This latter machine is an old VM, on old OS, old Python (2.6), never had real IT support, and is all around historic. And needed to go.

With the help of IT, I had a new VM, with a new shiny python 2.7.x, and a new storage. Something that can actually run current versions of compare-locales, too. So I had to create an update for

Python 2.6	→	Python 2.7.x
globally installed python modules	→	virtualenv
Django 1.4.18	→	Django 1.8.x
Ubuntu	→	CentOS
Mercurial 3.7.3	→	Mercurial 4.0.1 and hglib
individual local clones	→	unified local clones
No working stage	→	docker-compose up

At the same time, we also changed hg.m.o from http to https all over the place, which also required a handful of code changes.

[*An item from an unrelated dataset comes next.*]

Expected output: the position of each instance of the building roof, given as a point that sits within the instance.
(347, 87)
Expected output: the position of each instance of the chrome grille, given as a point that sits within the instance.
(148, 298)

One thing that I did not change is buildbot. I’m using a heavily customized version of buildbot 0.7.12, which is incompatible with later buildbot changes. So I’m tied to my branch of 0.7.12 for now, and with that to Twisted 8.2.0. That will change, but in a different blog post.

Unified Repositories

One thing I wanted and needed for a long time was to use unified clones of our mercurial repositories. Aside from the obvious win in terms of disk usage, it allows to use mercurial directly to create a diff from a revision that’s only on aurora against a revision that’s only on beta. Sadly, I did think otherwise when I wrote the first parts of elmo and the automation behind it, often falling back to default instead of an actual hash revision, if I didn’t know anything ad-hoc. So that had to go, and required a surprising amount of changes. I also changed the way that comparisons are triggered, making them fully reproducible. They also got more robust. I used to run hg id -ir . to get the revision, which worked OK, unless you had extension errors in stdout/stderr. Meh. Good that that’s gone.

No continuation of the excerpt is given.